Домой она вернулась часа через два на такси. КТ показало, что ничего критичного нет, можно и дома полежать. Тетка снова на нее разворчалась: время потратили, думали, умирает девка, – а сама протянула ей номер телефона на бумажке: напиши мне завтра, как дела. У Ани не было сил удивляться странностям тетки: говорит одно, делает другое, и бог знает что думает на самом деле.

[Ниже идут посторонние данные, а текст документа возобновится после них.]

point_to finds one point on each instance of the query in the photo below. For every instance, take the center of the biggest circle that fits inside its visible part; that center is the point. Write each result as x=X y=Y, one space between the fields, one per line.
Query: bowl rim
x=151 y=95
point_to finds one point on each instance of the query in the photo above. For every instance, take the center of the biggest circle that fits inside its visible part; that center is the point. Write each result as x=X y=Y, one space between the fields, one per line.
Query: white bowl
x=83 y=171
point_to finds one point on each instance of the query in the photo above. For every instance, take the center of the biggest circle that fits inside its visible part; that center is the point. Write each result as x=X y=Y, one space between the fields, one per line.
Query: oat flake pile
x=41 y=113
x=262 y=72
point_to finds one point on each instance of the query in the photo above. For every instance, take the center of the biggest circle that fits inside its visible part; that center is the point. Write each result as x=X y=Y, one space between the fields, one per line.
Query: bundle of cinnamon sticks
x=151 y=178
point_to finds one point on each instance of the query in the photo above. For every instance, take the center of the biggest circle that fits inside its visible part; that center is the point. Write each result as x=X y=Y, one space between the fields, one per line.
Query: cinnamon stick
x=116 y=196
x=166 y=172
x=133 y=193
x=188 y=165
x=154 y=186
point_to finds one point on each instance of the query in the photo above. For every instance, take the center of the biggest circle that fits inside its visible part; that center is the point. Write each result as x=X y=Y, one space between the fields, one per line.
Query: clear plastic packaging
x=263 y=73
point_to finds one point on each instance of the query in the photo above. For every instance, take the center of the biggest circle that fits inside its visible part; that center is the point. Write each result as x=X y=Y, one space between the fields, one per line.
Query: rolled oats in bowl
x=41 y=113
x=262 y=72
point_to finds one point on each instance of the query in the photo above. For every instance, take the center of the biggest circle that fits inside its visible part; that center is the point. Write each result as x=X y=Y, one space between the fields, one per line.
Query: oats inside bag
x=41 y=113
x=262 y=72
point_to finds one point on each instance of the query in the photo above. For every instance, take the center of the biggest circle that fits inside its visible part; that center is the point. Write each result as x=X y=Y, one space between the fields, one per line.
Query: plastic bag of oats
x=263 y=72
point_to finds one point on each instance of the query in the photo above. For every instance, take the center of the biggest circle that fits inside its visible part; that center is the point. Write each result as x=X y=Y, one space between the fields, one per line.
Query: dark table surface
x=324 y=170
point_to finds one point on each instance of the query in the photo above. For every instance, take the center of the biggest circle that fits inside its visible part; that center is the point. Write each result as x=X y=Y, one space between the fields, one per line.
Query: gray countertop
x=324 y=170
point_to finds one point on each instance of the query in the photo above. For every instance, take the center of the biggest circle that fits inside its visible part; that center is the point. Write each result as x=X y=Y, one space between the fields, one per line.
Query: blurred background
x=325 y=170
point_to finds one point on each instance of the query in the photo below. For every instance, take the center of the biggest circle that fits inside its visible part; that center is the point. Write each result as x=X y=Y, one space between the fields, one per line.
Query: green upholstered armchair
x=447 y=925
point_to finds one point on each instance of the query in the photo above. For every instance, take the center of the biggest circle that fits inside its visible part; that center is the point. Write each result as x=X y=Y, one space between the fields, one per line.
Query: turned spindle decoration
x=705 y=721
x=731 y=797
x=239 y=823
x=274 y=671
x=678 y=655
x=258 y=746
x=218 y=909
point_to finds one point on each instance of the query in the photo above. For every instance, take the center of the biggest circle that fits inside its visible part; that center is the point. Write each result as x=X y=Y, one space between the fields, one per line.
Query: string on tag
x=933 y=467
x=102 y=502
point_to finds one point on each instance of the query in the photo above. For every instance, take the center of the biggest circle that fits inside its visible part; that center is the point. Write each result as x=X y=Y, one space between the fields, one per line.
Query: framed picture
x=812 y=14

Дома Руслан метался с трубкой у уха, кричал кому-то: «Дайте мне ваше начальство, как это так, не знаете, куда положили? ФИО? Да я сто раз вам диктовал: Калинина Анна Сергеевна. Что? Жду, блин!».

И тут увидел Аню.

Нажал на отбой.

– Где ты была? Телефон твой где? – Руслан тряс ее за плечи.

Она опустилась на скамейку в прихожей.

– Почему я должен носиться по всей Москве, когда…

Руслан сел рядом.

Грел ее руки, рассказывал с какой-то издерганной интонацией, что уже заворачивал к дому, но сдал назад, пропустил «скорую». Потом только понял, что это увезли ее, Аню, развернулся, помчался следом. Но «скорая» как растворилась в воздухе. Помаячила впереди и исчезла. В шестнадцатой городской, ближайшей, доехал на всякий, Ани не оказалось. Дальше – уже не знал, что и думать. Вернулся, звонил на горячую линию час, больше, ругался, пытался узнать, куда хоть положили.

Аня вытащила из сумки телефон. Он вырубился, батарейка сдохла.

Поболеть ей удалось пару недель – как раз выпали февральские праздники, затем 8 Марта. Следующие полгода она провела в лежку. На работе все были на удаленке, ни о каких больничных речи не шло. Отлежишься – и пиши.